I grew up in New York. My state of birth has two football teams, two hockey teams, and two baseball teams. I don’t care enough about basketball to know if we have two of those or not. But growing up, sports had absolutely zero impact on my life. My father has never willingly watched a sporting event. My high school had sports, but I was in drama. My college had sports, but I was too busy drinking during Homecoming to notice. My best friend married a guy who was into sports and I mocked her. Then I met my husband and I was introduced to football.
I cut my teeth on Michael Vick and the Hokies. I learned the basics of the game by watching Beamer Ball. It was a slow indoctrination by a passionate fan. My husband once cheered so loudly, and so suddenly, that the sleeping cat jumped two feet off the couch and did a full rotation in the air before landing. Another time, when he was soothing my son to sleep during a game, he very carefully placed the baby on the couch, jumped up and down like a man possessed and then, as if nothing had happened, picked the baby back up and continued rocking him quietly.
When we moved to South Jersey, I was introduced to a football team with fans so violent that the Vet had a jail built right into it. These are people who once threw snowballs at Santa. When we dressed my daughter as an Eagles cheerleader during a Halloween when the team was on a losing streak, people talked smack to her and pretended they weren’t going to give her candy. She was two. Eagle’s fans are rabid, mean, and utterly devoted.

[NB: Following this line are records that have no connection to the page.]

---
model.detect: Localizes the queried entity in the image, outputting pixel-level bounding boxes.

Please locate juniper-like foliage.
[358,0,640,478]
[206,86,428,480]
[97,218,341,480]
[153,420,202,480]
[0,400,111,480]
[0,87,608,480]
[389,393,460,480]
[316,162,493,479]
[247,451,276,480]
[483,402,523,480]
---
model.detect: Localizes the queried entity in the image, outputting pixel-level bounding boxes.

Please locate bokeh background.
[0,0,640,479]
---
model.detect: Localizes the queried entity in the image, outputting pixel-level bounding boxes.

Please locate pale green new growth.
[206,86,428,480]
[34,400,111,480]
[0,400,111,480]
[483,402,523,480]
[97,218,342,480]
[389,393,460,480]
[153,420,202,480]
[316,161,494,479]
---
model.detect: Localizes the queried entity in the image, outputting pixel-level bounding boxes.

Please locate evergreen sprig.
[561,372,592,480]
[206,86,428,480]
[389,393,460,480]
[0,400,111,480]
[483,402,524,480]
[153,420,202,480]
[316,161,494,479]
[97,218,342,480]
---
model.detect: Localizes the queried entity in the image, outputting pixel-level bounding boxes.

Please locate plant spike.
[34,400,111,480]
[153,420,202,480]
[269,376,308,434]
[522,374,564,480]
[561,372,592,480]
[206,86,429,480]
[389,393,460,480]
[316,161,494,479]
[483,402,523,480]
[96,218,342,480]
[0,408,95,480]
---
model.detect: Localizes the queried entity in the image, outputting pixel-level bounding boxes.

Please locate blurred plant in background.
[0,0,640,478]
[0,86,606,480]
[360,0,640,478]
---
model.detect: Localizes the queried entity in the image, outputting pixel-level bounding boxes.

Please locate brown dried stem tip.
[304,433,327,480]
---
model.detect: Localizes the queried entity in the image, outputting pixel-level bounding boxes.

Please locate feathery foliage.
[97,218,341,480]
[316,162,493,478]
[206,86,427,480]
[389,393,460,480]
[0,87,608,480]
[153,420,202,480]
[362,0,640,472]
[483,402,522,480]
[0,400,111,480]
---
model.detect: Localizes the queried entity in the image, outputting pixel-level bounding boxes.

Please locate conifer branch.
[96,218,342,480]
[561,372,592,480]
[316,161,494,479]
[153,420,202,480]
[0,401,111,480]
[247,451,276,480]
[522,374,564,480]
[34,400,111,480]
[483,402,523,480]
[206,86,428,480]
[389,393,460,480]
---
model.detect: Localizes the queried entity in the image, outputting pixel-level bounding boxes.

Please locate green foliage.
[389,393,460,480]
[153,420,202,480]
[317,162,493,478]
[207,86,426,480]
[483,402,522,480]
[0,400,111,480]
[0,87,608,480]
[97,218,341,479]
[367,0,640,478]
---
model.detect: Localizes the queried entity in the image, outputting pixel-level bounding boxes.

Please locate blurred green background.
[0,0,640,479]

And I am very happy that they can now go back to their regularly scheduled programming of hating on McNabb and second-guessing Reid. All of this happy-go-cheery Phillies fandom has been very off-putting to me. The Eagles just spanked Eli Manning – again – and nary a word of it was spoken anywhere. Spanked! Manning! Again! No one cared. And worse, when the Phillies inevitably lost to the Yankees last night, I awoke to find a flurry of FB updates with “Good Job!” and “Wait til next year!” Are you f-ing kidding me? Atta boys are for dogs and small children. When a professional sports team whiffs it in the final games of the World F-ing Series ™, you don’t pat them on the back and tell them to try again – you rend clothing (preferably theirs) and scream for ousters, trades, and heads on platter (preferably tarnished). People are already talking about spring training, which truly does show that hope really is eternal. So please, I beg of you Philadelphia, learn a lesson from Star Trek and put your Phillies gear away. Nothing good ever comes from wearing a red shirt.